Sometimes Aalto blurs the line between history and fancy regarding what location inspired what story setting to the point where she says, “Does it matter?” It all depends whether you are on the tour for history or imagination … or some combination of both. I think the author is interested in that combination.
The third part, “A Visitor’s Guide: The Flora and Fauna of Ashdown Forest,” is a tour of the region’s history, both natural and societal. Here Aalto wants us to understand what went into the development of the place and what it looks like today. She offers the reader some suggestions for how to be a good visitor as you look about. We are given surprisingly specific information, such as the fact that there “are thirty-four recorded species of butterflies in Ashdown Forest, bringing color and sparkle to the forest like flowers with beautiful wings.” Aalto’s lyricism continues into this third section, as you can see, and the subject about which she is most enamored—charmed, actually—is the Poohsticks (or Posingford) Bridge.

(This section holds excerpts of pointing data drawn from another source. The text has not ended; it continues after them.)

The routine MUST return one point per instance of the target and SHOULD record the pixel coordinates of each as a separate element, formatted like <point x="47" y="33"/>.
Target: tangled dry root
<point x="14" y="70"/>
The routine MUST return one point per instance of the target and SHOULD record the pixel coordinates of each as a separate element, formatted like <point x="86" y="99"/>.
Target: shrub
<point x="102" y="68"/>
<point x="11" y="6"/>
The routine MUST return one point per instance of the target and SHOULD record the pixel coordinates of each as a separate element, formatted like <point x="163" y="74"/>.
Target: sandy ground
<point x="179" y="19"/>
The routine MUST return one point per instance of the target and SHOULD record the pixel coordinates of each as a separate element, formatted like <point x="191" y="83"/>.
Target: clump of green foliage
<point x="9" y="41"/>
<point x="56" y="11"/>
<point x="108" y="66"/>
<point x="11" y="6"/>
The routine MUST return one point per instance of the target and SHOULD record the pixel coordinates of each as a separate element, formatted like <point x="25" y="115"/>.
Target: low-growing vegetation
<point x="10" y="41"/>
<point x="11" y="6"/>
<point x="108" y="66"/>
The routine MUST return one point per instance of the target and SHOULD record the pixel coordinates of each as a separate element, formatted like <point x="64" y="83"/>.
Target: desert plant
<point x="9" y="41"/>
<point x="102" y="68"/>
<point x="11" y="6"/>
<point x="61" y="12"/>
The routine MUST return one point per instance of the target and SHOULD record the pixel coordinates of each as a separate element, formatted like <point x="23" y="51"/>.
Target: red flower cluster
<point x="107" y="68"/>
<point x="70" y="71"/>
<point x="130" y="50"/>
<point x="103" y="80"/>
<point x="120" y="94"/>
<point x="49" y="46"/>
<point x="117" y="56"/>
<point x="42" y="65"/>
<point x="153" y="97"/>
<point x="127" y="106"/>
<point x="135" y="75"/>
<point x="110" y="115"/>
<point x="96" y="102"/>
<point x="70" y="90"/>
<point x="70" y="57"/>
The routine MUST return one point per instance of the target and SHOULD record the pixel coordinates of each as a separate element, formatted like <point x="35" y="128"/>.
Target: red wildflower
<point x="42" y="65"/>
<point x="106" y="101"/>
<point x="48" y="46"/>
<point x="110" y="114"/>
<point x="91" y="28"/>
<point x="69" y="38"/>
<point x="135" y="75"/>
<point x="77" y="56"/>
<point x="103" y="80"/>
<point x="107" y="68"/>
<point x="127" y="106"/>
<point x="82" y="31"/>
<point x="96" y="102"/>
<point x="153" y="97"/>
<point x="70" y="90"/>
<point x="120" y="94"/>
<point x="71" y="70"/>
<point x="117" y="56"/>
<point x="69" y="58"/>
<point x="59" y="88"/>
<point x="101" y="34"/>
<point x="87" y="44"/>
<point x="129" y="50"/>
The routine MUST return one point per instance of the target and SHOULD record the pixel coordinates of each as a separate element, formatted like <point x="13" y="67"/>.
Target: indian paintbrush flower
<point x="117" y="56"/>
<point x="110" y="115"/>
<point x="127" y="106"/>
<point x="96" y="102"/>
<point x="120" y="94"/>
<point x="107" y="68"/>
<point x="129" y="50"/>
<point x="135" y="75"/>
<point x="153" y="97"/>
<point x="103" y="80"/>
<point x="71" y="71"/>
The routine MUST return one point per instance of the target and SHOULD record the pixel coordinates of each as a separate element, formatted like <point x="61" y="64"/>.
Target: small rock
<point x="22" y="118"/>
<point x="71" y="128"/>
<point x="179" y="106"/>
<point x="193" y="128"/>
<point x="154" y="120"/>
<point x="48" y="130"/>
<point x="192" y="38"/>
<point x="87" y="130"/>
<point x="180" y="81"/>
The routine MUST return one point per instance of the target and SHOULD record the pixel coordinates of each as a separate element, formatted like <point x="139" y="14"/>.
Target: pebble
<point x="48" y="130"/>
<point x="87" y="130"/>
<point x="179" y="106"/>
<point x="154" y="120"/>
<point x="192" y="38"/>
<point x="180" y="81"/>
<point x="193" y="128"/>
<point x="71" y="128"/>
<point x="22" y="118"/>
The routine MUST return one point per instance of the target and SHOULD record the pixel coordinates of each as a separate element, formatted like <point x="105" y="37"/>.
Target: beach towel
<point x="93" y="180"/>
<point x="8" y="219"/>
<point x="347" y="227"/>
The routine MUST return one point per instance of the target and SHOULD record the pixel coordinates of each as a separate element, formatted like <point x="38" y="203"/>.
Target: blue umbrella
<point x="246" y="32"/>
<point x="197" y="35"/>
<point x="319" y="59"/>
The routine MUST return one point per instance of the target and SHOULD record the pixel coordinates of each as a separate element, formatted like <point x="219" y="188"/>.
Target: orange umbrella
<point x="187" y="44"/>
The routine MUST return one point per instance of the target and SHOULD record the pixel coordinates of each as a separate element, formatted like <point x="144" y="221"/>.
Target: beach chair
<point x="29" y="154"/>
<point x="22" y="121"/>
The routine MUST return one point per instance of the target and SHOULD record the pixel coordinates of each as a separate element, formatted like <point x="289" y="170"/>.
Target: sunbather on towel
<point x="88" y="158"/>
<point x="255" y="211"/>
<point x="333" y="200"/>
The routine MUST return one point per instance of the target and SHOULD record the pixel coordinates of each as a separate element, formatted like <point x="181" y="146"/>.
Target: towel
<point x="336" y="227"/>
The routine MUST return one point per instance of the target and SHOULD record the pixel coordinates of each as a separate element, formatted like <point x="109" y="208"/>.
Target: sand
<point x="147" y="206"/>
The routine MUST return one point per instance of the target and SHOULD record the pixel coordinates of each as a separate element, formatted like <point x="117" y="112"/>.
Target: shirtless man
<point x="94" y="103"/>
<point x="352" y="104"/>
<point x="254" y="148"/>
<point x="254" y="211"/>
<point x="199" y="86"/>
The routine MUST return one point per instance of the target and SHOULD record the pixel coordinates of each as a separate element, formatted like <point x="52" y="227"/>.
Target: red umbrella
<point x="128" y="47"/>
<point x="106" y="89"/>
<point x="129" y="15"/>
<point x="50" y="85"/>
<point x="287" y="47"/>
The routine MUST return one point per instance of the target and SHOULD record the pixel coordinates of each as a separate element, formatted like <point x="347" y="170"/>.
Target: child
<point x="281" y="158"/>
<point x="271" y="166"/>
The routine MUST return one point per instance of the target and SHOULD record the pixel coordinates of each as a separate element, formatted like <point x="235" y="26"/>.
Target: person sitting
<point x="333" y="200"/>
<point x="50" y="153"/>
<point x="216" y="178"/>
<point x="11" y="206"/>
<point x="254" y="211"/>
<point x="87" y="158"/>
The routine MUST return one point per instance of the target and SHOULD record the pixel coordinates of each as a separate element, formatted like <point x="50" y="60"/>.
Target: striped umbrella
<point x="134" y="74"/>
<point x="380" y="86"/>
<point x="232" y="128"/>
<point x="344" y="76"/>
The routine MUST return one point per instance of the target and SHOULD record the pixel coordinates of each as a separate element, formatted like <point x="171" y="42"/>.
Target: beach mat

The largest section devoted to the game is found in this third part, but over twenty pages are devoted to the place and pastime. When she says that “Giving our children the real Poohsticks experience feels like providing them with an important cornerstone of childhood,” she is not messing around. She retells the tale as part of the description of places in the book; she later describes a round played in the visitor’s guide section, later she provides a full history of the bridge (there have been three on the site), opines on the best times of year to play, and then describes the World Poohsticks Championship, which is an actual event. There are ten pictures devoted to Poohsticks throughout the book. This woman loves her some Poohsticks.
Like McDowell’s book, Aalto’s provides the reader with no shortage of resources. There is even a metric conversion table to help American’s understand how far things are from each other. She provides a comprehensive bibliography of Milne’s work, sources related to her discussion of history, geography, geology, botany, and more, and a very useful index (in which you can find all the reference to Poohsticks, for instance).
These are two wonderful, leisurely experiences in history, botany, and literature. Leisurely for us, though clearly a lot of hard work for McDowell and Aalto (though the love of the work emanates from the pages). I recommend them as winter evening reads before the fire as you thumb through seed catalogs, The House at Pooh Corner, and The Tale of Benjamin Bunny. I promise you it will all come together.